Будем же добрыми, как Максимов, который оказался столь удобен Набокову. Мы можем не любить этого; но, читая роман «Под знаком незаконнорожденных», необходимо помнить, что его автор мог бы назвать книгу о притеснении человеческого духа тупым и грубым государством «злободневным вздором». Это произведение искусства, и больше ничего.
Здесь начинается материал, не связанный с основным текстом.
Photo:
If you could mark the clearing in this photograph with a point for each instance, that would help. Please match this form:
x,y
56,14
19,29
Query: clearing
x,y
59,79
Frank Kermode. Aesthetic bliss // Encounter. 1960. Vol. 14. June. P. 81–86
(перевод А. Спаль).
ЛОЛИТА
LOLITA
Paris: Olimpia Press, 1955
Роман, вознесший Набокова на вершину литературного Олимпа, имеет длительную предысторию. Его фабульный зародыш содержится в третьей главе «Дара» — в прочувствованном рассказе Щеголева, пошловатого «вотчима» Зины Мерц: «Вот представьте себе такую историю: старый пес, но еще в соку, с огнем, с жаждой счастья, знакомится с вдовицей, а у нее дочка, совсем еще девочка, — знаете, когда еще ничего не оформилось, а уже ходит так, что с ума можно сойти…». Год спустя после журнальной публикации «Дара» рассказ «бравурного пошляка» Щеголева оформился в заведомо непроходимую для целомудренной эмигрантской печати новеллу «Волшебник» (написана в Париже, в октябре — ноябре 1939 г.). Забраковав свою «пра-Лолиту» (в английском переводе Д. Набокова новелла была опубликована лишь в 1986 г.), писатель вернулся к разработке прежнего замысла, уже будучи американским писателем. В 1946 г. им был написан черновик первых 12 глав романа, получившего рабочее название «Королевство у моря». В письме к Эдмунду Уилсону (7 апреля 1947 г.) Набоков сообщает, что работает над «небольшим романом о мужчине, который любил маленьких девочек»[105]. Вскоре работа над романом была отложена и возобновилась лишь в 1949 г. По признанию, сделанному Набоковым в послесловии к американскому изданию «Лолиты», «книга подвигалась медленно, со многими перебоями <…>. Раза два я чуть было не сжег недописанного черновика, и помню, как я уже донес мою Жуаниту Дарк почти до вечерней тени мусоросжигалки, криво стоявшей на газоне двора, когда меня остановила мысль, что дух казненной книги будет блуждать по моим картотекам до конца моих дней. <…>. Гумберт Гумберт написал ее в тридцать раз быстрее меня. Я перебелил ее весною 1954-го года в Итаке, жена перестукала ее на машинке в трех экземплярах, и я тотчас стал искать издателей»[106].